19 juin 2020

L’Association pour l’investissement responsable (AIR) du Canada a organisé une conférence virtuelle en 2020, mais l’intérêt croissant pour l’investissement responsable demeure bien réel. Comme l’événement l’a démontré, répondre adéquatement à la demande des investisseurs pour l’IR reste difficile, bien que la généralisation de la démarche de placement accélère vivement.

Il y a à peine quelques années, en 2017, l’AIR avait organisé sa conférence annuelle à Vancouver et attiré près de 350 participants. Bien des visages nous paraissaient familiers, au sein d’un groupe fort sympathique.
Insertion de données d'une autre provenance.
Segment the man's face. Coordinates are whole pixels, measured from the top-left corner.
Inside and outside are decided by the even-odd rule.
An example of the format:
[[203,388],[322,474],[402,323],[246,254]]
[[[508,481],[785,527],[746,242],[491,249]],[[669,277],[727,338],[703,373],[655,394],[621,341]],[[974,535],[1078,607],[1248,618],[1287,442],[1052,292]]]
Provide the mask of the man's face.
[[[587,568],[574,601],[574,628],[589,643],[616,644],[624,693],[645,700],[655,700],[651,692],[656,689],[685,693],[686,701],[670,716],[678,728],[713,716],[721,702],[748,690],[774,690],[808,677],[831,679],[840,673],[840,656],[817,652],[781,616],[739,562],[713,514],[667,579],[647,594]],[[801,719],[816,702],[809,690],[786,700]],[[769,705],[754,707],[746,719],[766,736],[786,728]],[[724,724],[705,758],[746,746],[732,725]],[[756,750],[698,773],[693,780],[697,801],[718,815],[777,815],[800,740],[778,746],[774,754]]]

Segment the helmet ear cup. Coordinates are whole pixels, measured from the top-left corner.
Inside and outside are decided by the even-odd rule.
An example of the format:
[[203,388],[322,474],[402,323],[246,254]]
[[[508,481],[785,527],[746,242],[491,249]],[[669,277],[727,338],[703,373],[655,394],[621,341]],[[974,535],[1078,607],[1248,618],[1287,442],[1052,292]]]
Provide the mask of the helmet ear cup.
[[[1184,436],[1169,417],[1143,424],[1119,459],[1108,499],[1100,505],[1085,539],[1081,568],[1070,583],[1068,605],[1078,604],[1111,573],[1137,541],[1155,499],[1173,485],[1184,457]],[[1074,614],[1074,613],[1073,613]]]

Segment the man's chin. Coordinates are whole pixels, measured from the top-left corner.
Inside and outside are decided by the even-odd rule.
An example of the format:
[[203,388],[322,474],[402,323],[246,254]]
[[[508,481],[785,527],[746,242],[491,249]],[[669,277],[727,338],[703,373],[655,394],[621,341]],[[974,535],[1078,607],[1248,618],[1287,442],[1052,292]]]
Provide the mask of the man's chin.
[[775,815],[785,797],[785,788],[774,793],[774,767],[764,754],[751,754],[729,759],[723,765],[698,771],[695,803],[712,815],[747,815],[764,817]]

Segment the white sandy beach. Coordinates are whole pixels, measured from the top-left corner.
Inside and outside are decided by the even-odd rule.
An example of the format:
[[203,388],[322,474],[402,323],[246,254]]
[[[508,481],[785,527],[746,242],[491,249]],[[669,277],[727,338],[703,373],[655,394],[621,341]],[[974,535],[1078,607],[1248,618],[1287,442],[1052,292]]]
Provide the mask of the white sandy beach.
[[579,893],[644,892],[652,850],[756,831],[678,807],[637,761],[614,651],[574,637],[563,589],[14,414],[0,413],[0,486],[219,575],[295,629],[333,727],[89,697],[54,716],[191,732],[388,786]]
NEI avait alors tenu un atelier suivi par environ 50 conseillers dont les activités comprenaient une pratique IR bien établie pour la plupart, approchant leur clientèle selon une démarche bien rodée : des placements orientés sur des valeurs pour des clients qui tiennent aux leurs.

Lors de la conférence de 2019, à Montréal, on percevait très bien la rapidité du changement. Cette fois-ci l’atelier organisé par NEI avait attiré plus de 500 conseillers, et la majorité d’entre eux participait pour la première fois à une conférence de l’AIR.

En 2020, la conférence de l’AIR s’est déroulée de façon virtuelle en raison du coronavirus, mais a compté plus de 900 participants. On peut largement imaginer la participation que la conférence aurait suscitée si celle-ci avait eu lieu comme prévu à Toronto. L’atelier de NEI sur l’intégration de l’IR dans les activités des conseillers a été suivi par plus de 400 participants.

Au-delà du constat évident que cette participation soutenue reflète un engouement général pour l’IR, la conférence de l’AIR a révélé les aspects essentiels suivants pour les praticiens en IR et les sociétés qui les soutiennent.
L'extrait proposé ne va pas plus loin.